Novelix Pharmaceuticals Inc., formed a year and a half ago to compile a portfolio of small molecules created by its founders, recently selected its first four products for development, with the lead candidate expected to reach the clinic by the end of the year.

The Pasadena, Calif.-based company completed in-licensing activities just last month, gaining exclusive rights to a group of potential cancer therapeutics from the University of Southern California, including NVX-144, a small-molecule targeted drug aimed at treating cancers resistant to standard treatment.

"We're now sitting on more than 100 designed small molecules," said Burkhard Jansen, CEO, who co-founded the company along with the rest of the management team to focus specifically on small molecules designed to treat cancer.

What sets Novelix apart from other companies, Jansen said, is that the founders, some of whom are affiliated with the university, created and brought in the entire portfolio.

"That's highly unusual," he told BioWorld Today. "Usually, you have an assortment of compounds, in-licensed here and there."

The company's lead drug, NVX-144, was invented by USC's Nouri Neamati, co-founder and vice president of developmental therapeutics. Co-founder and Novelix Chairman Timothy Triche collaborated in that compound's characterization.

Designed to induce the anticancer gene interleukin-24 (IL-24), NVX-144 has shown activity in preclinical studies against lung, colon, prostate and breast cancer. The drug is "easy to make and synthesize, and has shown efficacy and activity at the nanomolar level," Jansen said, adding that IL-24 regulation has become "an attractive strategy with other treatment concepts, such as gene therapy."

He referred to Austin, Texas-based Introgen Therapeutics Inc.'s work with its gene therapy cancer candidate, INGN 241, an MDA-7/IL-24 protein, which has shown promising preclinical data in promoting tumor cell death.

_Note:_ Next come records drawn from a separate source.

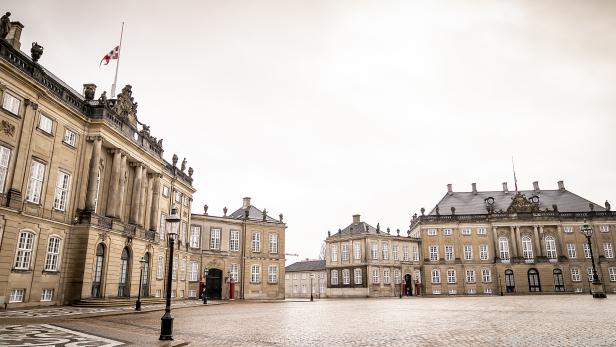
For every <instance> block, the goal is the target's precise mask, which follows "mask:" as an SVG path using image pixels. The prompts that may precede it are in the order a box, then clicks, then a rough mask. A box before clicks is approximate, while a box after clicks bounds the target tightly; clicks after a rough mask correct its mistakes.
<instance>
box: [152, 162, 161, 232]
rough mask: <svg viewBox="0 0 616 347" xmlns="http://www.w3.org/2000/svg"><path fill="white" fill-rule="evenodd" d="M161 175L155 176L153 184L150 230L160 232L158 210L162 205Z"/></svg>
mask: <svg viewBox="0 0 616 347" xmlns="http://www.w3.org/2000/svg"><path fill="white" fill-rule="evenodd" d="M161 177H162V175H161V174H158V173H156V174H154V183H153V184H152V185H153V187H152V203H151V204H150V207H151V210H150V230H152V231H156V230H158V208H159V203H160V178H161Z"/></svg>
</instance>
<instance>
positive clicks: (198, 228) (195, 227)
mask: <svg viewBox="0 0 616 347" xmlns="http://www.w3.org/2000/svg"><path fill="white" fill-rule="evenodd" d="M200 235H201V227H200V226H198V225H191V226H190V247H191V248H199V236H200ZM219 242H220V241H219Z"/></svg>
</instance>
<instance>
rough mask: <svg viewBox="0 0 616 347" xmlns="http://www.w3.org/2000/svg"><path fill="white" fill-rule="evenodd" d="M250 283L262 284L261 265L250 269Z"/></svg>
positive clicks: (250, 268) (256, 266) (251, 267)
mask: <svg viewBox="0 0 616 347" xmlns="http://www.w3.org/2000/svg"><path fill="white" fill-rule="evenodd" d="M250 282H251V283H260V282H261V267H260V266H259V265H253V266H251V267H250Z"/></svg>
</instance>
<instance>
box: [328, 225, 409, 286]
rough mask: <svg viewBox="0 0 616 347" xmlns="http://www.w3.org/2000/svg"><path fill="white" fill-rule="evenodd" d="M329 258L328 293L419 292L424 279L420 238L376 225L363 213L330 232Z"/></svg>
mask: <svg viewBox="0 0 616 347" xmlns="http://www.w3.org/2000/svg"><path fill="white" fill-rule="evenodd" d="M325 261H326V265H325V267H326V270H327V288H328V289H327V296H328V297H386V296H399V295H416V294H417V292H416V289H417V288H418V287H419V286H418V285H417V286H416V285H415V284H416V283H415V282H416V280H417V281H420V280H421V277H420V270H421V259H420V240H419V239H418V238H414V237H410V236H409V235H407V236H404V235H400V231H399V230H398V231H396V232H395V233H393V234H392V233H391V231H390V230H389V229H388V230H387V231H385V230H381V229H380V226H379V225H378V224H377V227H376V228H375V227H373V226H371V225H369V224H368V223H366V222H362V221H361V220H360V216H359V215H354V216H353V222H352V223H351V224H350V225H348V226H347V227H346V228H344V229H339V230H338V232H337V233H335V234H331V233H329V232H328V235H327V239H325ZM417 284H418V283H417Z"/></svg>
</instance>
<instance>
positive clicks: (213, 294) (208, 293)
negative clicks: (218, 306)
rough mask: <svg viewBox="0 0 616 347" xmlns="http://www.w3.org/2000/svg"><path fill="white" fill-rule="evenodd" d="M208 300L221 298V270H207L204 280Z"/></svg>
mask: <svg viewBox="0 0 616 347" xmlns="http://www.w3.org/2000/svg"><path fill="white" fill-rule="evenodd" d="M205 290H206V291H207V297H208V299H220V298H222V270H219V269H209V270H208V272H207V277H206V280H205Z"/></svg>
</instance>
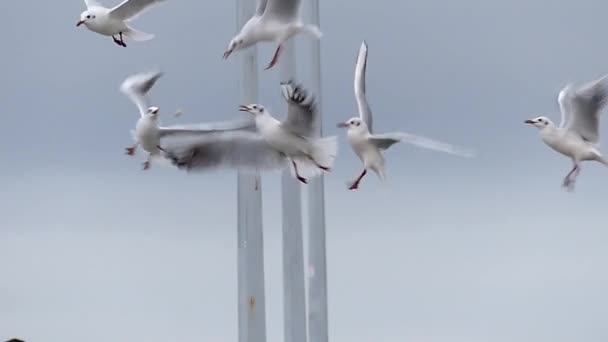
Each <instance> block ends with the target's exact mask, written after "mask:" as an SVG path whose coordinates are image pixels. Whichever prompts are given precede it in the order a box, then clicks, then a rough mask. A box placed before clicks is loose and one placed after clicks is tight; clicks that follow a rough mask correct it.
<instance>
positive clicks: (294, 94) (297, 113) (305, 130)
mask: <svg viewBox="0 0 608 342" xmlns="http://www.w3.org/2000/svg"><path fill="white" fill-rule="evenodd" d="M281 93H282V94H283V98H285V101H287V118H286V119H285V121H283V123H282V125H283V126H284V127H286V128H287V129H289V130H290V131H292V132H294V133H296V134H298V135H301V136H304V137H311V136H312V135H313V134H314V125H315V120H317V119H318V115H319V114H318V112H317V108H316V107H317V106H316V104H315V99H314V96H312V95H310V94H308V92H307V91H306V90H305V89H304V88H302V86H301V85H299V84H294V83H293V81H288V82H284V83H281Z"/></svg>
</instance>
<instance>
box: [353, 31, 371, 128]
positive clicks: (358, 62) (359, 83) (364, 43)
mask: <svg viewBox="0 0 608 342" xmlns="http://www.w3.org/2000/svg"><path fill="white" fill-rule="evenodd" d="M366 69H367V43H366V42H365V41H363V42H362V43H361V47H360V48H359V56H358V57H357V65H356V66H355V98H356V99H357V107H358V108H359V117H360V118H361V120H363V122H365V124H366V125H367V128H368V129H369V132H370V133H372V132H373V127H372V126H373V118H372V110H371V108H370V107H369V103H367V97H366V94H365V71H366Z"/></svg>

Introgen's lead gene-therapy product, Advexin, which supplies the p53 protein, is in Phase III studies in head and neck cancer.

"We've paid attention to the exciting work they've done," Jansen said, "but given the choice between small molecule and biologic gene therapy, we think the small-molecule approach is more streamlined, and most are geared toward oral administration."

NVX-144 is expected to enter Phase I development by the end of 2006. Novelix plans to evaluate the drug initially in colon and lung cancers.

Behind NVX-144, the company has NVX-188, an alpha v beta 3 integrin inhibitor designed to inhibit tumor growth, metastasis and angiogenesis. Clinical testing on that drug likely will begin in 2007. Then there's NVX-207, a sterol analogue that has shown efficacy in dogs in studies of treatment-resistant squamous-cell carcinoma and sarcoma, and is set to begin Phase I trials in late 2007 or early 2008. The fourth pipeline product is NVX-117, an MDM2 inhibitor aimed at enhancing p53 to regulate cell death. Clinical trials for that compound are projected to start in 2008.

Novelix was incorporated in June 2004, but "really got started in early 2005, when I moved from Vancouver to Pasadena, where the other founders were located," said Jansen. "We started raising our first bit of money and started building our legal and intellectual property infrastructures."

The company has raised more than $700,000. Over the next five years, Jansen said, Novelix expects to need about $32 million to advance compounds into clinical development and, if possible, through Phase II studies.

After that, "we're definitely going to be looking for partners," he said. "We want to provide liquidity for shareholders as early as possible, so we might even contemplate an earlier-stage partnership."

Jansen said the company already is in contact with large pharma and biotech companies interested in the designed small-molecule candidates.

While Novelix might consider in-licensing a later-stage complementary compound to add to its pipeline, Jansen said the company already has more compounds "than we could ever have the money to develop."

The company now has seven employees and likely will add a few more over the next year, as its lead product gets closer to the clinic.

Along with Jansen, Neamati and Triche, the rest of Novelix's management team includes: Jonathan Buckley, vice president of bioinformatics; Jeremy Teraoka, chief financial officer; and Poul Sorenson, vice president of preclinical development.